Un aroma tan vivo que lo hizo detenerse, cerrar los ojos y dejar que cada fibra de su ser inmortal ardiera con un deseo.
Su cuerpo, acostumbrado a siglos de control, se estremeció. No podía ignorarlo.
Avanzó entre las sombras con pasos silenciosos.
El chico.
Piel clara, naturalmente sonrojada por el frío, labios rojos que parecían el fruto más exquisito y esa expresión como si la belleza del mundo aún lo maravillara.
Vivo. Cálido. Humano.
Perth sintió que la eternidad se reducía a ese instante.
Santa se agachó a levantar su cesta y al incorporarse, la brisa llevó su olor directamente él. Fue como una bofetada. Sus colmillos presionaron detrás de sus labios, y un gruñido bajo le recorrió la garganta.
No podía contenerse más.
Un crujido alertó a Santa. levantó la mirada, confundido, y vio una figura entre la neblina.
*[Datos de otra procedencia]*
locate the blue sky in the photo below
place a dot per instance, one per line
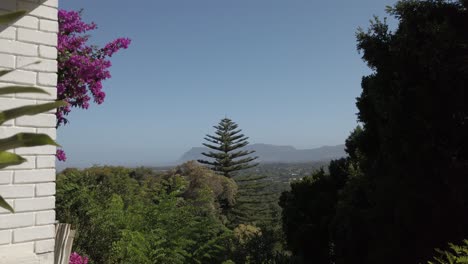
(287, 72)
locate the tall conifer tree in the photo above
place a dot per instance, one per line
(227, 143)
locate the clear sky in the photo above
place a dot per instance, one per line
(287, 71)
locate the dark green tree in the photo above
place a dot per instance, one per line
(227, 144)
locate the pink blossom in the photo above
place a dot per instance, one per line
(75, 258)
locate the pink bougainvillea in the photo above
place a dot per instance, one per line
(75, 258)
(81, 67)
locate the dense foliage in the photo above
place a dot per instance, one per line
(139, 216)
(457, 254)
(403, 189)
(227, 144)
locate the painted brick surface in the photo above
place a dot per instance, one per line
(29, 47)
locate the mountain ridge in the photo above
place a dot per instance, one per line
(268, 153)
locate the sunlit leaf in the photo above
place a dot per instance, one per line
(10, 159)
(29, 110)
(5, 205)
(26, 140)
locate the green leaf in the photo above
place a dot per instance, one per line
(5, 205)
(21, 89)
(11, 17)
(26, 140)
(28, 110)
(9, 159)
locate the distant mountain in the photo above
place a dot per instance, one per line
(272, 153)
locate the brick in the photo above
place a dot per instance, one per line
(16, 220)
(11, 203)
(39, 120)
(40, 11)
(17, 191)
(19, 76)
(33, 233)
(40, 150)
(20, 248)
(8, 5)
(48, 52)
(52, 95)
(39, 37)
(10, 131)
(36, 64)
(44, 189)
(28, 22)
(52, 132)
(7, 32)
(43, 162)
(34, 204)
(18, 48)
(45, 217)
(48, 25)
(34, 176)
(43, 246)
(51, 3)
(8, 103)
(5, 237)
(7, 61)
(6, 177)
(47, 79)
(30, 163)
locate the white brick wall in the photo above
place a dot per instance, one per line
(27, 236)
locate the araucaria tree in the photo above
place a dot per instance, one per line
(227, 143)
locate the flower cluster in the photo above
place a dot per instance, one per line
(77, 259)
(81, 67)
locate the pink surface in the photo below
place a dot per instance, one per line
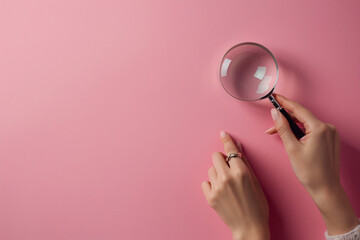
(110, 111)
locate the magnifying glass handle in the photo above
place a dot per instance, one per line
(294, 127)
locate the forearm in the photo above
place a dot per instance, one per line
(336, 210)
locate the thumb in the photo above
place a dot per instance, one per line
(283, 128)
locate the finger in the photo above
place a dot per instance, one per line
(206, 188)
(301, 113)
(229, 148)
(271, 131)
(282, 127)
(220, 164)
(212, 175)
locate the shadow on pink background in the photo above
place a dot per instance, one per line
(110, 111)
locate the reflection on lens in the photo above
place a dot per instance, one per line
(248, 71)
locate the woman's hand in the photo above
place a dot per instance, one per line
(236, 195)
(315, 161)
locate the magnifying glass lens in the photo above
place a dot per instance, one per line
(248, 72)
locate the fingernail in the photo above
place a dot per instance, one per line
(274, 114)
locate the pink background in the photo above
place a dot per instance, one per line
(110, 111)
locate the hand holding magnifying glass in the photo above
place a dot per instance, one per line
(248, 72)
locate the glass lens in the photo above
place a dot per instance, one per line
(248, 71)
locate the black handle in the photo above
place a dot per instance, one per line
(294, 127)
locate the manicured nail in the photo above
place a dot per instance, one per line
(274, 114)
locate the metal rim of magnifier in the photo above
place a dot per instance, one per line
(257, 45)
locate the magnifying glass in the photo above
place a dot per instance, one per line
(249, 72)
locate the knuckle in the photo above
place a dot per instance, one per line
(322, 128)
(240, 174)
(291, 148)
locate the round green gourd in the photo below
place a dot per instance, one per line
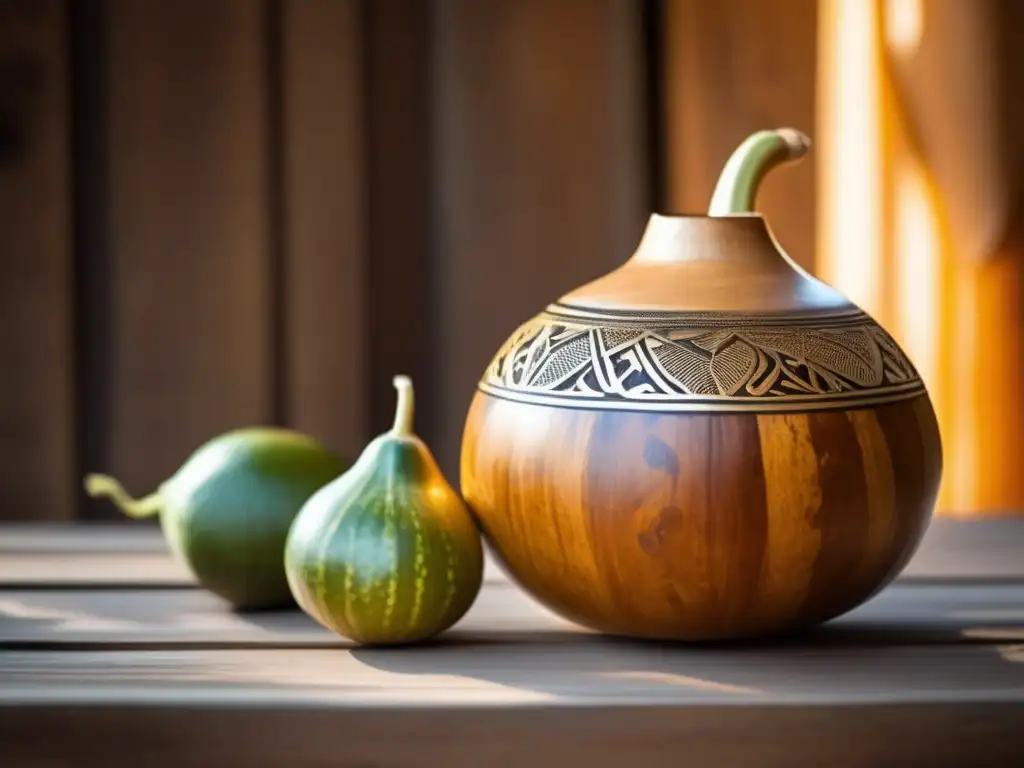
(226, 512)
(387, 553)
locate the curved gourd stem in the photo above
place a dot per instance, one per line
(403, 410)
(737, 185)
(105, 486)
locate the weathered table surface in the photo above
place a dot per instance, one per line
(110, 654)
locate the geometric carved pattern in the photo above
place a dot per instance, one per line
(700, 361)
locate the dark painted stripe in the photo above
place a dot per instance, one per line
(843, 518)
(737, 522)
(916, 469)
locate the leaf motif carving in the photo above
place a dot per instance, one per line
(732, 366)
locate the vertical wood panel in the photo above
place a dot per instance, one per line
(324, 236)
(734, 67)
(541, 172)
(189, 257)
(36, 348)
(399, 177)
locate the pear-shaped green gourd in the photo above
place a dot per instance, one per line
(226, 511)
(387, 553)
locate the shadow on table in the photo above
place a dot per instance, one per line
(863, 657)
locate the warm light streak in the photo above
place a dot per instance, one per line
(919, 247)
(904, 25)
(850, 251)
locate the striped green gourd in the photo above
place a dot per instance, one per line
(225, 513)
(387, 553)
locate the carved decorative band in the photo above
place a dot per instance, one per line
(701, 363)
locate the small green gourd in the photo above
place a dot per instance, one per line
(387, 553)
(225, 513)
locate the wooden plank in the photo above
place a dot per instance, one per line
(731, 68)
(399, 207)
(508, 674)
(36, 300)
(189, 310)
(324, 230)
(941, 612)
(260, 735)
(541, 177)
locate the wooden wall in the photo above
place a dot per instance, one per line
(226, 212)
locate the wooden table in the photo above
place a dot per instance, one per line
(110, 655)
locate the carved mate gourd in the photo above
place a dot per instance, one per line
(707, 442)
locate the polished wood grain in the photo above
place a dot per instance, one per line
(718, 263)
(700, 525)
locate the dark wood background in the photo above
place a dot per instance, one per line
(216, 213)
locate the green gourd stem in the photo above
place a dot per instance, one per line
(403, 410)
(737, 185)
(102, 485)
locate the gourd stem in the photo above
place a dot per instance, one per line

Unos ojos dorados que parecían brillar en la penumbra.
-¿Hola? -preguntó, mirando hacia el profundo bosque.
Perth salió de las sombras. Sus pasos eran medidos, como un depredador que ya había elegido a su presa. Sus ojos lo devoraban antes de que sus manos lo tocaran.
-No deberías estar aquí a estas horas... -murmuró con voz grave, tan profunda que vibraba en el aire húmedo.
Santa tragó saliva, retrocediendo un paso, pero no pudo apartar la mirada. Había algo fascinante en él, como si el peligro tuviera un rostro demasiado perfecto.
Perth se acercó más. Cada segundo era un tormento: el deseo de hundir sus colmillos en esa piel cálida lo consumía, y sin embargo, otro sentimiento lo paralizaba. Algo desconocido, tan antiguo como el amor mismo, pero que él había olvidado siglos atrás.
-¿Quién eres? -susurró Santa, apenas audible, pero con una curiosidad que perforó la máscara de frialdad de Perth.
El vampiro inclinó la cabeza, observando cada detalle de su rostro.
Perfecto. Frágil. Real.
El chico frente a él había movido algo imposible: había despertado al corazón muerto de un inmortal.